Everything We Need
We Have Everything We Need
1 Corinthians 1:1-9
One of the most remarkable scenes of Star Wars: The Last Jedi comes at the movie’s end, when the few surviving Resistance fighters board their ship and escape the devastation brought down on them by the evil First Order. In the cabin of the ship the trilogy’s protagonist, Rey, sits crestfallen alongside Leia, one of the most beloved and courageous characters in the Star Wars universe. Holding the broken pieces of her weapon, Rey looks around and sees the once determined Resistance fighters, relieved, yet utterly devastated by their losses. Her eyes then turn to Leia, hoping the older and wiser leader could offer some reassurance. Rey asks, “How do we build a rebellion out of this?” Calmly and deliberately, Leia takes Rey’s hands, and with a defiant grin assures her, “We have everything we need.”

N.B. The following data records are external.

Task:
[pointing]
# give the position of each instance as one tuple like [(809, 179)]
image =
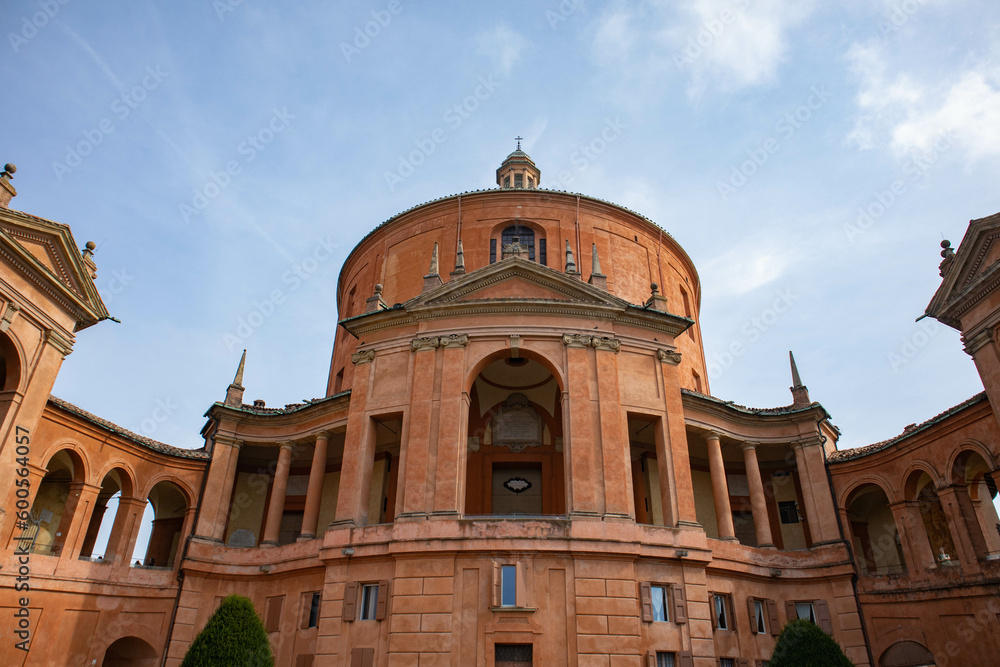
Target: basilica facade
[(517, 461)]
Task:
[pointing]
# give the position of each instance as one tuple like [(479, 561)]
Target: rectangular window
[(369, 602), (659, 599), (508, 585), (312, 618), (789, 511), (513, 655), (721, 608)]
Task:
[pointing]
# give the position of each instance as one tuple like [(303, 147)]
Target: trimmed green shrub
[(804, 644), (234, 636)]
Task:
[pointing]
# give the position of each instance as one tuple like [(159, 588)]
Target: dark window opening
[(789, 511)]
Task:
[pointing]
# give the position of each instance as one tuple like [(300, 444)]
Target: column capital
[(425, 343), (454, 340), (672, 357), (363, 357)]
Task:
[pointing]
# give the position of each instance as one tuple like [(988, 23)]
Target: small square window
[(508, 585), (369, 602), (789, 511), (659, 597)]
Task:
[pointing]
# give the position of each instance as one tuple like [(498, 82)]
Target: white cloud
[(908, 116), (732, 44), (503, 46)]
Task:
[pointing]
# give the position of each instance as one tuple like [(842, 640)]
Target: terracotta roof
[(782, 410), (289, 407), (129, 435), (858, 452)]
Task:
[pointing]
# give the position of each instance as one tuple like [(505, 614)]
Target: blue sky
[(226, 156)]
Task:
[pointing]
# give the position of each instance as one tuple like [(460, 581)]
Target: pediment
[(973, 268), (516, 279), (45, 253)]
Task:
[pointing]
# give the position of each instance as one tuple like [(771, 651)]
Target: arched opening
[(873, 530), (907, 654), (169, 506), (55, 502), (130, 652), (920, 487), (515, 461), (976, 494), (116, 485)]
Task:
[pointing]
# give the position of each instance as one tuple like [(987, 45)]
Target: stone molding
[(596, 342), (363, 357), (669, 356), (454, 340), (428, 343)]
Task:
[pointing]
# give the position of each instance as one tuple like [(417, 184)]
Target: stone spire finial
[(656, 301), (800, 393), (597, 279), (459, 261), (570, 262), (433, 278), (7, 191), (234, 395)]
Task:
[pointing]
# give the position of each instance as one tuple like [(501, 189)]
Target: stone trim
[(363, 357), (427, 343), (672, 357)]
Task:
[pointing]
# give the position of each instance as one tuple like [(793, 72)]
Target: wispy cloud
[(905, 115), (503, 46)]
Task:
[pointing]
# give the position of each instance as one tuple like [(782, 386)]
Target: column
[(359, 448), (948, 496), (219, 486), (580, 430), (758, 502), (812, 473), (913, 537), (278, 488), (448, 472), (613, 432), (676, 485), (314, 493), (413, 478), (720, 489)]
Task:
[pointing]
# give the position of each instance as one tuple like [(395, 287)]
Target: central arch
[(515, 460)]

It takes both resilience and trust to decide that what we have been given, or what we have available to us is enough. Leia’s belief in The Last Jedi stems from her experiences of loss and victory, of pain and hope throughout her character’s story arc. Her story, however uniquely sci-fi it is, contains within it very human elements like loss and hope that we can connect with as imperfect people living in an imperfect world. Unsurprisingly, the reality of imperfection has a way of constricting our vision into one of scarcity — a view that convinces us that what we have is not enough, and moreover, that there isn’t enough to go around. To function in scarcity needlessly pits us against each other, with everyone struggling to insure for themselves what they need, even if it comes at the expense of those around us. It also causes despair over the future and how life can thrive under such circumstances. That to say, scarcity kills — it kills compassion, imagination, grace, and the ability to trust that God will provide.

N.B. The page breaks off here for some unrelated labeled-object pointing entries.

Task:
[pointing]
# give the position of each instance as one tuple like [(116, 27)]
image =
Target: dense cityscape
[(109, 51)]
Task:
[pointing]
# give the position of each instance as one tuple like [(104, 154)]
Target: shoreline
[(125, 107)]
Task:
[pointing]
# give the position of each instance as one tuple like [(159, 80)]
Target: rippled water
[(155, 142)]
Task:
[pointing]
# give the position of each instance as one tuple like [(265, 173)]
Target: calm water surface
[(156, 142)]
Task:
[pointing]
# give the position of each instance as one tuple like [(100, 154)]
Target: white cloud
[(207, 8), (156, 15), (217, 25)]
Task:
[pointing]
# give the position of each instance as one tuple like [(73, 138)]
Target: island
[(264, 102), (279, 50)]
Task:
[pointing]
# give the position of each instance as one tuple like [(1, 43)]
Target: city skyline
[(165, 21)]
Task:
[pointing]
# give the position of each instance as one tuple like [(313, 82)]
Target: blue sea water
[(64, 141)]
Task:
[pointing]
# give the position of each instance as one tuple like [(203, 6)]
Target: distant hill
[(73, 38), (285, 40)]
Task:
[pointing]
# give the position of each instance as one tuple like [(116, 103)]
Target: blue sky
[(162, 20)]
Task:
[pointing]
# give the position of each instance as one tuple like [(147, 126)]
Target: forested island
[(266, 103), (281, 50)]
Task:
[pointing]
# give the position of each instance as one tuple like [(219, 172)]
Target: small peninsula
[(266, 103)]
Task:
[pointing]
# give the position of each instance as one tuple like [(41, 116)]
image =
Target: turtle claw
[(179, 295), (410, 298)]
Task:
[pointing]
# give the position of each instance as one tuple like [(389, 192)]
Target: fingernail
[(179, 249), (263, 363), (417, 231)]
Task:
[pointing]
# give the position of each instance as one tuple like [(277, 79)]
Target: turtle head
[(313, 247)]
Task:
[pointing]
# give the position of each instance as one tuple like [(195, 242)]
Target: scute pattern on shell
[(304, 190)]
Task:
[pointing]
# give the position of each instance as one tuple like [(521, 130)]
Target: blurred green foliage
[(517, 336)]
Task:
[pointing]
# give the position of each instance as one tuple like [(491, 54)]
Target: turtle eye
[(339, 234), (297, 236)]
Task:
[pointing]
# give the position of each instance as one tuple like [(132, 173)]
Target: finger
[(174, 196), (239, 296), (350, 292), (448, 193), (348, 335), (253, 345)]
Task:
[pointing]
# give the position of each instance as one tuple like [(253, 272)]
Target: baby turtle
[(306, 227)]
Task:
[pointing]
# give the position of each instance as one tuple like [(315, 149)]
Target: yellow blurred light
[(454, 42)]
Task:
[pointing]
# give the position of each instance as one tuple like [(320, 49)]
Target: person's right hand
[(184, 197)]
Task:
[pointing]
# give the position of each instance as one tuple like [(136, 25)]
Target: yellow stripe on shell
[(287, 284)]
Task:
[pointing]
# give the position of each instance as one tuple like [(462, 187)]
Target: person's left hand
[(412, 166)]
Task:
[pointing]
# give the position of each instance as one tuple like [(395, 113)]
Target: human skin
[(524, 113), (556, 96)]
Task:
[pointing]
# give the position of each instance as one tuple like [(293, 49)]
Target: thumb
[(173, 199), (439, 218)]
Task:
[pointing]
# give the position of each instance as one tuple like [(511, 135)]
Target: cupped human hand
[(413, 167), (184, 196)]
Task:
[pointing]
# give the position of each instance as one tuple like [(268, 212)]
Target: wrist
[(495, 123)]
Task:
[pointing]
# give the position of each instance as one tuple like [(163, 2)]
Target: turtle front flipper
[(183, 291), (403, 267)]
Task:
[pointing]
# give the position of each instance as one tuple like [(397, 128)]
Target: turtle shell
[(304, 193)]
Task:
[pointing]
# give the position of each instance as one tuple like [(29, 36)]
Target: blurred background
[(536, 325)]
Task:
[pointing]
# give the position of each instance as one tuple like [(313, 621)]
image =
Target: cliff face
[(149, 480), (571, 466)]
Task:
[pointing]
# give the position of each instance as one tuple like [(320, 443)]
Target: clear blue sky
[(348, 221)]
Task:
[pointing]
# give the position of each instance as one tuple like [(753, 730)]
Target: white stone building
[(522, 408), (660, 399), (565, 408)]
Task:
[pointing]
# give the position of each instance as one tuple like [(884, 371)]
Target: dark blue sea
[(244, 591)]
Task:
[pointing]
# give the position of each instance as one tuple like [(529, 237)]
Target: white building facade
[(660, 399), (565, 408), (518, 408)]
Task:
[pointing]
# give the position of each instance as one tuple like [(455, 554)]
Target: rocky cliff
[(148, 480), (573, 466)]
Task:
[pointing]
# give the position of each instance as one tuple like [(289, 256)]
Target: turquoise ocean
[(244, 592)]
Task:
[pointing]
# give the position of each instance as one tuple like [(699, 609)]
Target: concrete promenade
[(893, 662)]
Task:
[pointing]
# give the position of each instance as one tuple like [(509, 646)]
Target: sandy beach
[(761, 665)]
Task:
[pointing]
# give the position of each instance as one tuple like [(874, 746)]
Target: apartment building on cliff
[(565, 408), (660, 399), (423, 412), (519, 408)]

Not unlike that final moment in The Last Jedi, Paul defiantly insists that what God has given in the way of personality, strengths, gifts, relationships, and experiences is all the raw material that God needs to do redemptive things among and beyond our gathering. He insists this because, as we begin to suspect in this passage, the poison of scarcity had begun to unravel the unity of the church in Corinth.
Paul’s mission in Corinth had everything to do with helping them to see that Christ was already present in the messiness of the city and in the lives of those he encountered. He preached the necessity of gratitude in recognizing how God was making use of everyone’s gifts as they were drawn to Jesus, and treating those hard relationships with patience and love. In a city where all but the few at the top were struggling to survive, a city where appearances were everything, to be invited into a community that says, “No you are enough, and you matter not just to us but also and more so to God,” was virtually unheard of.
But Paul invites them to remember the electric energy and faithfulness of Jesus that brought them together in the first place, an energy of connection, love, and mutual encouragement, a connection marked with kindness that lifts the other up and that engages mercifully with those who are hurting or pushed aside. Many voices today would have us despair life as a struggle in scarcity. But God is not scarce. God has done great things that in Jesus and the fruit of that requires use to recognize the abundance that God’s love creates in our lives. Paul recognized that even in their imperfect messiness the Christians of Corinth had everything they needed to live Jesus’s life right where they were. In the same way we have everything we need to love God, resist evil, and serve our neighbors right where we are, and God will be with us.